Understanding how individual muscles contribute to normal (Neptune et al., 2004; Anderson et al., 2003; Riley et al., 2001) and impaired (Higginson et al., 2006) movement is an important area of biomechanical research. An individual muscle’s contributions to a motion are commonly quantified by induced accelerations (Zajac & Gordon, 1989). Induced accelerations are typically calculated by applying an individual muscle force or torque to a musculoskeletal model and recording the resulting accelerations of the body segments or joints.
Analyses of induced accelerations per unit muscle force have been used by some researchers to compare the relative potential of muscles to contribute to joint accelerations (Arnold et al., 2005; Kimmel & Schwartz, 2006; Hicks et al., 2008). In this technique, 1 N of force is individually applied by each muscle in a model and the resulting accelerations are compared. These accelerations reflect the influence of muscle geometry and body posture on the potential of each muscle to contribute to the observed movement. However, these values do not take into account the relative capacity of each muscle to produce force due to their differences in physiologic cross-sectional area and their force-length and force-velocity properties during the movement.

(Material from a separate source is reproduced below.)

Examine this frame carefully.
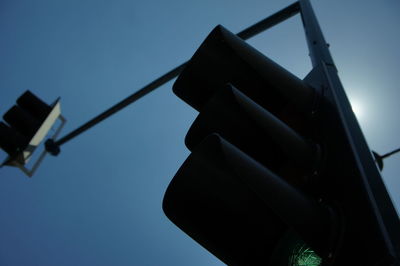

An alternative quantity that does take all of these factors into account is a muscle’s induced acceleration at maximum activation. In this case, one first calculates the forces and corresponding moments generated by a muscle if it were maximally activated (i.e. activation = 1) throughout the movement. These forces and moments reflect the maximum that this muscle could produce at the lengths and velocities associated with the movement. Second, these force or moment profiles are used to calculate induced accelerations, with the resulting values reflecting the influence of muscle geometry and body posture, as well as the muscle’s force-generating capacity. In this study we calculated the muscle-induced accelerations at maximum activation and per unit force for the major lower extremity muscles active during the stance phase of normal gait. We found that analyzing the induced accelerations at maximum activation in some cases led to a different interpretation of a muscle’s potential actions than the induced accelerations per unit force. The purpose of this paper is to describe this new analysis technique and to demonstrate its ability to provide new insight.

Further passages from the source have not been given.